Citation Proximity Analysis (CPA) – A new approach for identifying
related work based on Co-Citation Analysis

Bela Gipp1 and Jöran Beel2
1 Bela@Gipp.com, 2 Joeran@Beel.org
Otto-von-Guericke University, Dept. of Computer Science, Magdeburg, Germany

Abstract
This paper presents an approach for identifying similar documents that can be used to assist scientists in finding
related work. The approach called Citation Proximity Analysis (CPA) is a further development of co-citation
analysis, but in addition, considers the proximity of citations to each other within an article‟s full-text. The
underlying idea is that the closer citations are to each other, the more likely it is that they are related. In
comparison to existing approaches, such as bibliographic coupling, co-citation analysis or keyword based
approaches the advantages of CPA are a higher precision and the possibility to identify related sections within
documents. Moreover, CPA allows a more precise automatic document classification. CPA is used as the
primary approach to analyse the similarity and to classify the 1.2 million publications contained in the research
paper recommender system Scienstein.org.

Introduction and Motivation
The search for related scientific work can be tedious, and often important documents are
missed out.
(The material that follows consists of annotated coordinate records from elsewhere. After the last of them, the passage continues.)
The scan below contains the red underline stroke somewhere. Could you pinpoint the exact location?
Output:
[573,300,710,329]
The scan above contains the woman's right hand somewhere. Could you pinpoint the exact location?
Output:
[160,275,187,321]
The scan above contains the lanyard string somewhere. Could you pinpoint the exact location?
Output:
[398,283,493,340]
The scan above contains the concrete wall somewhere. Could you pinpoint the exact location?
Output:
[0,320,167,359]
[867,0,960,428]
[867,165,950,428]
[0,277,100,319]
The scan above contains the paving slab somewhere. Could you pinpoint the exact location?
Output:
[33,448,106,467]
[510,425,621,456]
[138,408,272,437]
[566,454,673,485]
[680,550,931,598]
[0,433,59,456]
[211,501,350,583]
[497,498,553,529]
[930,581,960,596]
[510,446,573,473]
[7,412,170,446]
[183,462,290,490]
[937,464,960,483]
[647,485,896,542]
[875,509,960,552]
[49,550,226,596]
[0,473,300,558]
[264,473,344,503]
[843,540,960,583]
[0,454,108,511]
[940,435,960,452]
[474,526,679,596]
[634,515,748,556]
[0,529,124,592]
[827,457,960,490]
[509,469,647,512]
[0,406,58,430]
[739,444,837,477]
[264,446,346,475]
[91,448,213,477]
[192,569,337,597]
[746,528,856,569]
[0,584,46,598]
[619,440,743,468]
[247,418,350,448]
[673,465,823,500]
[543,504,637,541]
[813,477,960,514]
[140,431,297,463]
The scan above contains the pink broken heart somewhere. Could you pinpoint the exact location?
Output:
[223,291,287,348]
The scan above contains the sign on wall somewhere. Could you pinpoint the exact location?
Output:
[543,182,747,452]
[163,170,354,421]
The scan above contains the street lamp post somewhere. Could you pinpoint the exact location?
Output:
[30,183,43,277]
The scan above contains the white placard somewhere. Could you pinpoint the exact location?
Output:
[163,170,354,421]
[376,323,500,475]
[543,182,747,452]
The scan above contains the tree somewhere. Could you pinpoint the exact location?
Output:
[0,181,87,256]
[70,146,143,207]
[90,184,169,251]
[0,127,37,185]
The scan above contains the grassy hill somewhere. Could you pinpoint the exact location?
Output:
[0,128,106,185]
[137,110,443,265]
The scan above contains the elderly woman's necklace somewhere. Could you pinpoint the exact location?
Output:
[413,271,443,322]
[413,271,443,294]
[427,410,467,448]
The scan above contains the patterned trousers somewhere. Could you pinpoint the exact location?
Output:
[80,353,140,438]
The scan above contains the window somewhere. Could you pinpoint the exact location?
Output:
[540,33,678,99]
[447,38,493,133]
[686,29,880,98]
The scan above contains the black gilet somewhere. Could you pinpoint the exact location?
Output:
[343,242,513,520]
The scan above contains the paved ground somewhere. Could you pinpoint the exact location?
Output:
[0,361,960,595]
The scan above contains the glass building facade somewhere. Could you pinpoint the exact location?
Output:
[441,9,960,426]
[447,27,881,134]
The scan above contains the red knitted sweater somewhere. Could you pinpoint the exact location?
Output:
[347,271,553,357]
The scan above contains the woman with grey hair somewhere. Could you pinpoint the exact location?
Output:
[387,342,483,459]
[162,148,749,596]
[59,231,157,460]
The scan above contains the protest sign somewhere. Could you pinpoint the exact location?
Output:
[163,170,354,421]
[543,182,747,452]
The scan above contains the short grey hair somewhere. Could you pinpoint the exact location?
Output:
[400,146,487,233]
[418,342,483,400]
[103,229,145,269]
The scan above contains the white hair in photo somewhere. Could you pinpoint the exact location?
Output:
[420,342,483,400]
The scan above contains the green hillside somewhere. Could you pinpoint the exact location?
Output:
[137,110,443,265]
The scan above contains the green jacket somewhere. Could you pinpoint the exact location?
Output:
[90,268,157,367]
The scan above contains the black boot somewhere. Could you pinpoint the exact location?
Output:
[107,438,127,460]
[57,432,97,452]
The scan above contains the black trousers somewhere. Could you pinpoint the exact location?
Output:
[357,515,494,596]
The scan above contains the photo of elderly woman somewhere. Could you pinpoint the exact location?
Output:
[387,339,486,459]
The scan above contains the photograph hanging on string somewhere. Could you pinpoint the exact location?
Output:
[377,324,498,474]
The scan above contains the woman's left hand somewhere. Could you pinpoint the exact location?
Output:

Difficulties are caused by an increasing number of publications, growing
exponentially at a yearly rate of 3.7 %, unclear nomenclature, synonyms and numerous other
factors [1]. In practice, most searches for related work start with some initial papers and
navigating the citation web nearest to those papers. However, even the more advanced
approaches for identifying related work based on co-word analysis, collaborative filtering,
Subject-Action-Object (SAO) structures or citation analysis do often not deliver satisfying
results [2-8]. Therefore, we developed a new approach to determine the similarity of
documents, which we name Citation Proximity Analysis (CPA). The approach is based on co-
citation analysis and improves precision by considering the position of citations. The
presented approach was developed for the research paper recommender Scienstein1 to assist
researchers in finding related work.

The first part of this paper gives an overview about existing methods to identify similar
documents, whereas the focus lies on the most popular citation analysis approaches and their
strengths and weaknesses. The second part explains how the CPA can be used to measure
similarity and the steps necessary to calculate a new metric that we call Citation Proximity
Index (CPI). Afterwards, first results from an empirical study comparing the performance of
co-citation analysis and CPA are presented. Finally, an outlook on further implications and
how the CPA could be used in other fields is given.

1
www.scienstein.org is a research paper recommender focusing on identifying related work developed by the
authors
Bela Gipp and Jöran Beel. Citation Proximity Analysis (CPA) - A new approach for identifying related work based on Co-Citation Analysis. In
Birger Larsen and Jacqueline Leta, editors, Proceedings of the 12th International Conference on Scientometrics and Informetrics (ISSI’09),
volume 2, pages 571–575, Rio de Janeiro (Brazil), July 2009. International Society for Scientometrics and Informetrics. ISSN 2175-1935.
Downloaded from www.sciplore.org.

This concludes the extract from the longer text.